| nik bärtsch press | The Sydney Morning Herald | 03. 04. 2006



Nik Bartsch's Ronin

Stoa (ECM)

Swiss pianist Nik Bartsch calls his music Zen Funk.

Stoa: clean-lined, but not bloodless.


By John Shand

Swiss pianist Nik Bartsch calls his music Zen Funk. The ascetic Japanese connotation in this and the band's name is well placed. Layering jazz interaction over funk rhythms is hardly new, but Bartsch's innovation is to score virtually all the music, assembling it in evolving, repeated patterns closely related to Steve Reich-style minimalism. What results is Spartan and clean-lined, but not bloodless.

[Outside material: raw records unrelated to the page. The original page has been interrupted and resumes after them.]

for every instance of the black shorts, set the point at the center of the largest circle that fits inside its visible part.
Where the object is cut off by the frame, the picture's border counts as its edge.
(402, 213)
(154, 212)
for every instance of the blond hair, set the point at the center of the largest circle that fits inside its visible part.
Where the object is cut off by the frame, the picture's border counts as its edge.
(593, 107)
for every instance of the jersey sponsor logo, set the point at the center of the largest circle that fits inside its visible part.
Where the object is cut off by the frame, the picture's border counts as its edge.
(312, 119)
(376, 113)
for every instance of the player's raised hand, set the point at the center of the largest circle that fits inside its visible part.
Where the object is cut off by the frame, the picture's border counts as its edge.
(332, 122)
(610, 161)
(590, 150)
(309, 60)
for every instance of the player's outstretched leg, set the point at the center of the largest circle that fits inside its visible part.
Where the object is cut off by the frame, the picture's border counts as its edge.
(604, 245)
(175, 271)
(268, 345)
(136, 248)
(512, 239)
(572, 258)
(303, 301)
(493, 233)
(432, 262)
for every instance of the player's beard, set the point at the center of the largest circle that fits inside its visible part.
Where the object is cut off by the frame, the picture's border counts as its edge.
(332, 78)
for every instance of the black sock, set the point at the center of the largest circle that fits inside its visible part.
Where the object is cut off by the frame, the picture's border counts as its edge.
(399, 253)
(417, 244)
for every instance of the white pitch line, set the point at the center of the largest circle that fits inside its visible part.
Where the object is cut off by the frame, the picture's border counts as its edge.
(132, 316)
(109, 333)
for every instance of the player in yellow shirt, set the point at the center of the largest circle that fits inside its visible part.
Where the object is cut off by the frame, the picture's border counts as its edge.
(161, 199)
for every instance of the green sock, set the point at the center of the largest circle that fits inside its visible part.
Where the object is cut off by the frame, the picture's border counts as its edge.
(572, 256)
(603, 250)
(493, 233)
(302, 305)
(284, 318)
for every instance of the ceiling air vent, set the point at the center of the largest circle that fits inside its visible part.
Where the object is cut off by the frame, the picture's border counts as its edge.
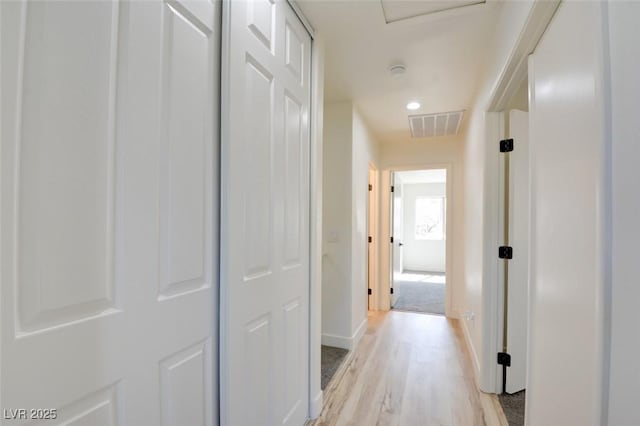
(440, 124)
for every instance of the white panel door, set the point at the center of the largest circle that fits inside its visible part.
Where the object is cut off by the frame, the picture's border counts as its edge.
(265, 215)
(108, 195)
(397, 227)
(518, 295)
(569, 209)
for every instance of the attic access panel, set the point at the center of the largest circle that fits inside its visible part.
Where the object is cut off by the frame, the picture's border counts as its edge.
(398, 10)
(439, 124)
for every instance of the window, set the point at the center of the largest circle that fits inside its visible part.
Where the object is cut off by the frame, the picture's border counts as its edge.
(430, 218)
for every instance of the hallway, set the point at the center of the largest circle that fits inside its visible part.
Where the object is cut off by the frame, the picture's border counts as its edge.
(408, 369)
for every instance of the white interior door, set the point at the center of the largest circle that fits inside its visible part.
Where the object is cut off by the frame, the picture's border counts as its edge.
(396, 232)
(570, 178)
(518, 239)
(265, 215)
(109, 204)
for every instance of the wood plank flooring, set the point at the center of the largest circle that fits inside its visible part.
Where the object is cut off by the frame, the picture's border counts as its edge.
(409, 369)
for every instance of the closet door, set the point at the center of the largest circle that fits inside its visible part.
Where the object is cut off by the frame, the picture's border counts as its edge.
(108, 196)
(265, 216)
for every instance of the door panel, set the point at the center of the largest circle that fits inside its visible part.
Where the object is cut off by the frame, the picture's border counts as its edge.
(396, 232)
(265, 256)
(109, 202)
(518, 295)
(569, 173)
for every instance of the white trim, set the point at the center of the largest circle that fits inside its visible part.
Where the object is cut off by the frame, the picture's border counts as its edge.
(303, 19)
(315, 223)
(515, 69)
(345, 342)
(385, 255)
(315, 408)
(511, 76)
(475, 362)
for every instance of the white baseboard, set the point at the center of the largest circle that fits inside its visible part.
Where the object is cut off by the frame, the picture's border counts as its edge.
(315, 407)
(345, 342)
(472, 350)
(362, 328)
(336, 341)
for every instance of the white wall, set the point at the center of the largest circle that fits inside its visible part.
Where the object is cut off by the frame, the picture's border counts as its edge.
(420, 154)
(337, 224)
(624, 384)
(481, 199)
(349, 148)
(421, 255)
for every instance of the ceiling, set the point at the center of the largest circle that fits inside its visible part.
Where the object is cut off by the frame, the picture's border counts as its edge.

The rhythmic precision underpinning the music is so exact it seems heightened, like a super-realist painting. This demands disciplined musicianship, and that is amply supplied by Bartsch's band, which, like his music's form and metres, is oddly configured. His piano and electric piano are joined by bass guitarist Bjorn Meyer, drummer Kaspar Rast, percussionist Andi Pupato and the Sha on contrabass and bass clarinet.

The piano's lines can be edgy or supremely melodic, beneath which meticulous but exciting grooves ensure the repetitions (in pieces such as Modul 32 and Modul 33) are never soporific.